The press release for the Minnesota report arranges words to create the impression that report incorporates an economic analysis that presents an economically viable alternative, when the report itself indicates the authors don’t know, and can’t say what it really costs.

Here is what they say inside of the document:

“We did not attempt to model an intelligent electricity grid in which large numbers of distributed generation sources and storage types, and smart appliances are managed as an integral part of a larger grid operation, due to the difficulties in estimating the costs and shape of such a system. Neither the data nor the system integration modeling capabilities are publicly available today at a level of detail needed for a reliable technical analysis, much less a cost analysis.”
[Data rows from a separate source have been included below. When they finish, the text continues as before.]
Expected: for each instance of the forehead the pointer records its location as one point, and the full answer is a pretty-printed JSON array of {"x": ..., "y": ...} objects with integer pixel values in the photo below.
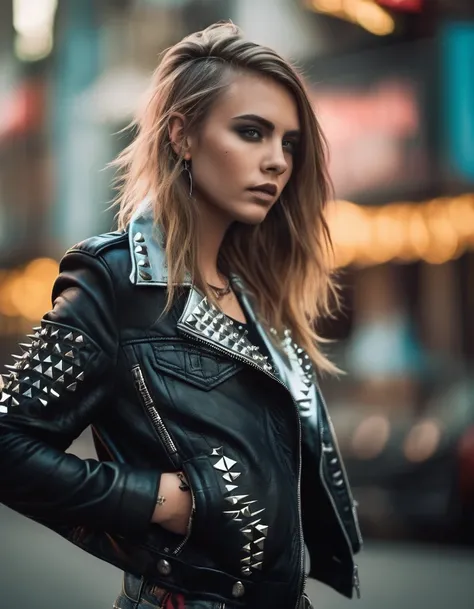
[{"x": 255, "y": 94}]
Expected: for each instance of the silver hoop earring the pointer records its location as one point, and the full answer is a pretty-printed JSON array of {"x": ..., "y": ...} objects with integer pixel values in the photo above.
[{"x": 187, "y": 169}]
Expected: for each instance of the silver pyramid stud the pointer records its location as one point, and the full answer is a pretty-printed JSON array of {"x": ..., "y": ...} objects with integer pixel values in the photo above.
[
  {"x": 260, "y": 543},
  {"x": 233, "y": 514},
  {"x": 225, "y": 464},
  {"x": 144, "y": 275},
  {"x": 231, "y": 476},
  {"x": 263, "y": 529},
  {"x": 235, "y": 499}
]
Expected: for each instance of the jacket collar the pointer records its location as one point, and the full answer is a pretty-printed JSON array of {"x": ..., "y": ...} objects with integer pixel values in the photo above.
[
  {"x": 204, "y": 322},
  {"x": 147, "y": 255}
]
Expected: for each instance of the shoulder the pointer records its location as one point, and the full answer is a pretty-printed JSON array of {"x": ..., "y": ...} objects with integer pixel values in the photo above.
[
  {"x": 99, "y": 245},
  {"x": 111, "y": 251}
]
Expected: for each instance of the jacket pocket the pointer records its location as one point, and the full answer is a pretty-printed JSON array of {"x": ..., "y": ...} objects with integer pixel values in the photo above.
[
  {"x": 192, "y": 364},
  {"x": 210, "y": 530}
]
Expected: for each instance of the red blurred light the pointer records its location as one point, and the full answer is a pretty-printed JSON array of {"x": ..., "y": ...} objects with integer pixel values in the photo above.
[{"x": 412, "y": 6}]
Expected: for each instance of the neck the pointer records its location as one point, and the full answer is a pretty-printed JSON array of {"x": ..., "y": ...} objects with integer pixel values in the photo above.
[{"x": 212, "y": 228}]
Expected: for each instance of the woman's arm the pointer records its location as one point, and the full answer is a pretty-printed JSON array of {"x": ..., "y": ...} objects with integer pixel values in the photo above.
[{"x": 63, "y": 382}]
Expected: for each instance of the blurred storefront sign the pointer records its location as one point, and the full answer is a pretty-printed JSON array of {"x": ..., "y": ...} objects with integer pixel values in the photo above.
[
  {"x": 458, "y": 97},
  {"x": 375, "y": 110},
  {"x": 414, "y": 6},
  {"x": 22, "y": 110},
  {"x": 374, "y": 137}
]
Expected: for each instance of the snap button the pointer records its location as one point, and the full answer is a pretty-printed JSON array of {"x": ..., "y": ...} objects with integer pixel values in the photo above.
[
  {"x": 238, "y": 590},
  {"x": 164, "y": 567}
]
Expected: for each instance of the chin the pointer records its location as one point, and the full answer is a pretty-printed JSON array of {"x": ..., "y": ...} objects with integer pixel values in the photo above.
[{"x": 252, "y": 216}]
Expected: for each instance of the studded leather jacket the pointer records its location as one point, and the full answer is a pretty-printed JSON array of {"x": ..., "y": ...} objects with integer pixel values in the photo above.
[{"x": 181, "y": 390}]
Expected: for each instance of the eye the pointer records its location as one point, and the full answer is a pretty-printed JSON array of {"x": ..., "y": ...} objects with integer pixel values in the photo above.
[
  {"x": 250, "y": 133},
  {"x": 290, "y": 146}
]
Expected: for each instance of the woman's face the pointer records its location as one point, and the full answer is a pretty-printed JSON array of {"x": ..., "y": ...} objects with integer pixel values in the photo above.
[{"x": 242, "y": 157}]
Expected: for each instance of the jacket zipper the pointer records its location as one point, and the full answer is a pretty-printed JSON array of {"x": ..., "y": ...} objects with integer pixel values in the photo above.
[
  {"x": 344, "y": 474},
  {"x": 302, "y": 579},
  {"x": 166, "y": 440}
]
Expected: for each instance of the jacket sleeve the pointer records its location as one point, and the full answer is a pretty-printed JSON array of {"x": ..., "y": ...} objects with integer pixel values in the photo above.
[{"x": 61, "y": 384}]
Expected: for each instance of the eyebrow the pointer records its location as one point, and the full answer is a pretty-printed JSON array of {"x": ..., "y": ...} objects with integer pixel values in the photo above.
[{"x": 266, "y": 123}]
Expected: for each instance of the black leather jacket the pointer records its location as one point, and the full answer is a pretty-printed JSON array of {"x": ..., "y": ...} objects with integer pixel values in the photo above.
[{"x": 185, "y": 390}]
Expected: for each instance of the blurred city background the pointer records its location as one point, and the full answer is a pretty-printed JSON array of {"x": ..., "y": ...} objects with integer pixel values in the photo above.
[{"x": 393, "y": 85}]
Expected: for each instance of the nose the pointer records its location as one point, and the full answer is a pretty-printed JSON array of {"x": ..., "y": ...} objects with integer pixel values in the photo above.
[{"x": 275, "y": 160}]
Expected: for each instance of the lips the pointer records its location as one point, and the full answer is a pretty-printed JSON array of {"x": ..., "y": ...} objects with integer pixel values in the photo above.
[{"x": 266, "y": 189}]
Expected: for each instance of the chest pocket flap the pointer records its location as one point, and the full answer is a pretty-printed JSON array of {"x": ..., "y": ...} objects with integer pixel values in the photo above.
[{"x": 195, "y": 365}]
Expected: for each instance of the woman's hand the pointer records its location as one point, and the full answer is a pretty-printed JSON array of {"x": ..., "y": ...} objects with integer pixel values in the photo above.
[{"x": 174, "y": 506}]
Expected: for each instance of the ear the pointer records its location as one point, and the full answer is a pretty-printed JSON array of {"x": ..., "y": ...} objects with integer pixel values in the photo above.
[{"x": 176, "y": 132}]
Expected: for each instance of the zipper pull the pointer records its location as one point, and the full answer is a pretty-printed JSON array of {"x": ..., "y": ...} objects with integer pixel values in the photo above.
[{"x": 356, "y": 581}]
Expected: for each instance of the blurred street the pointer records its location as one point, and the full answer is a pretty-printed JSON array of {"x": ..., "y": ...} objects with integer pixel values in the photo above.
[
  {"x": 391, "y": 84},
  {"x": 41, "y": 570}
]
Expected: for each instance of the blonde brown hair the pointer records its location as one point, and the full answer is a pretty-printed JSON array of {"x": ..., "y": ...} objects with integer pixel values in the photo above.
[{"x": 291, "y": 282}]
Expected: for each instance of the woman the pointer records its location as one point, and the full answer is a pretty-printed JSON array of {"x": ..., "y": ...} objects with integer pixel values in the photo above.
[{"x": 186, "y": 340}]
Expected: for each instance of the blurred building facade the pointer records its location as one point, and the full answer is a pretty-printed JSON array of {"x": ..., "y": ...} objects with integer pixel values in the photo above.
[{"x": 393, "y": 88}]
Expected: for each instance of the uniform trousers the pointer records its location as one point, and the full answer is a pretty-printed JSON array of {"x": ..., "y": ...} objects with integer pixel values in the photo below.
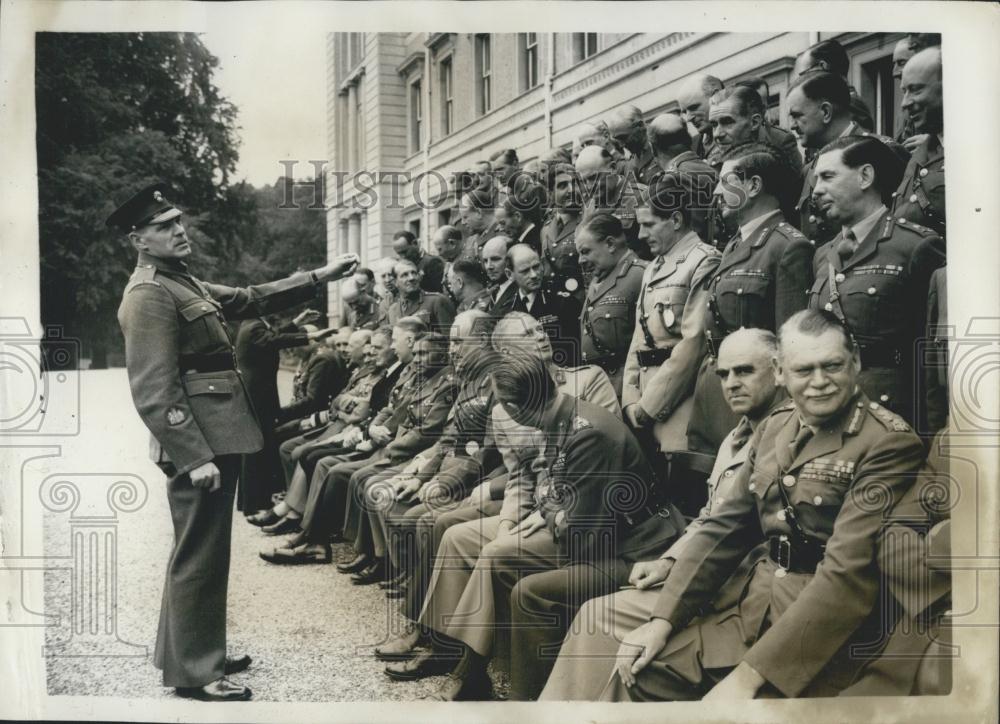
[
  {"x": 541, "y": 607},
  {"x": 432, "y": 526},
  {"x": 395, "y": 527},
  {"x": 460, "y": 601},
  {"x": 191, "y": 637}
]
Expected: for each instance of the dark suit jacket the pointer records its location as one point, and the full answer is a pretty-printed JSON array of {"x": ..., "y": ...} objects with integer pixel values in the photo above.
[
  {"x": 325, "y": 376},
  {"x": 257, "y": 348}
]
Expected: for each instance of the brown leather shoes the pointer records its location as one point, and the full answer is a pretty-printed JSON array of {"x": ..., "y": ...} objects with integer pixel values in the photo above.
[{"x": 219, "y": 690}]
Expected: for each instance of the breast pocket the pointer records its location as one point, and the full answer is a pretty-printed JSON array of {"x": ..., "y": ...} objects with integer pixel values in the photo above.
[
  {"x": 665, "y": 307},
  {"x": 874, "y": 304},
  {"x": 611, "y": 327},
  {"x": 202, "y": 331},
  {"x": 817, "y": 504},
  {"x": 746, "y": 301}
]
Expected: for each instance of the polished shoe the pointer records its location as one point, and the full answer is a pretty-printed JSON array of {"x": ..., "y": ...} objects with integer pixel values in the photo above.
[
  {"x": 264, "y": 517},
  {"x": 399, "y": 649},
  {"x": 373, "y": 574},
  {"x": 423, "y": 664},
  {"x": 284, "y": 525},
  {"x": 399, "y": 592},
  {"x": 359, "y": 563},
  {"x": 474, "y": 687},
  {"x": 393, "y": 582},
  {"x": 236, "y": 664},
  {"x": 219, "y": 690},
  {"x": 304, "y": 554}
]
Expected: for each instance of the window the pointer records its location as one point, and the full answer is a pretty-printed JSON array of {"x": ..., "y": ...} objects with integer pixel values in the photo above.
[
  {"x": 484, "y": 62},
  {"x": 584, "y": 46},
  {"x": 447, "y": 106},
  {"x": 416, "y": 116},
  {"x": 878, "y": 90},
  {"x": 529, "y": 69},
  {"x": 355, "y": 45}
]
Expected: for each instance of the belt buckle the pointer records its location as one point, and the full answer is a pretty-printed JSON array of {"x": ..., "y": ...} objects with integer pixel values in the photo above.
[{"x": 784, "y": 556}]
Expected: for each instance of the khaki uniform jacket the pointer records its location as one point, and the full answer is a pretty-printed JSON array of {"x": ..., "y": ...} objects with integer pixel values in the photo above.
[
  {"x": 559, "y": 255},
  {"x": 841, "y": 485},
  {"x": 169, "y": 320},
  {"x": 883, "y": 288},
  {"x": 515, "y": 441},
  {"x": 433, "y": 308},
  {"x": 762, "y": 281},
  {"x": 920, "y": 196},
  {"x": 673, "y": 303},
  {"x": 608, "y": 317}
]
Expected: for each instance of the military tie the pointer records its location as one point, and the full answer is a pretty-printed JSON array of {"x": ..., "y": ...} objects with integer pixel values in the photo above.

I other words: it seems like they simply don’t know what it costs.

Yet, this does not stop them from indicating it will cost “about” the same as the current system, provided people just use a lot less electricity. Using a lot less electricity depends on a much-changed (“intelligent”) electrical grid that they do not analyze for cost. This non-existent grid of unknown cost will, per the study, make possible the long-awaited, much predicted, but (somehow) never materializing renewable energy paradise, by facilitating, among other things, centralized dispatch of demand. Absent any identified cost for the distribution grid (or the induced transmission, which is necessary to link up disparate wind energy sites, and which itself, despite its considerable cost, produces no energy, and which is singularly unpopular with people who have to host transmission infrastructure on their property), the “economic” claim seems to be based on the apparent presumption that the necessary grid improvements cost nothing.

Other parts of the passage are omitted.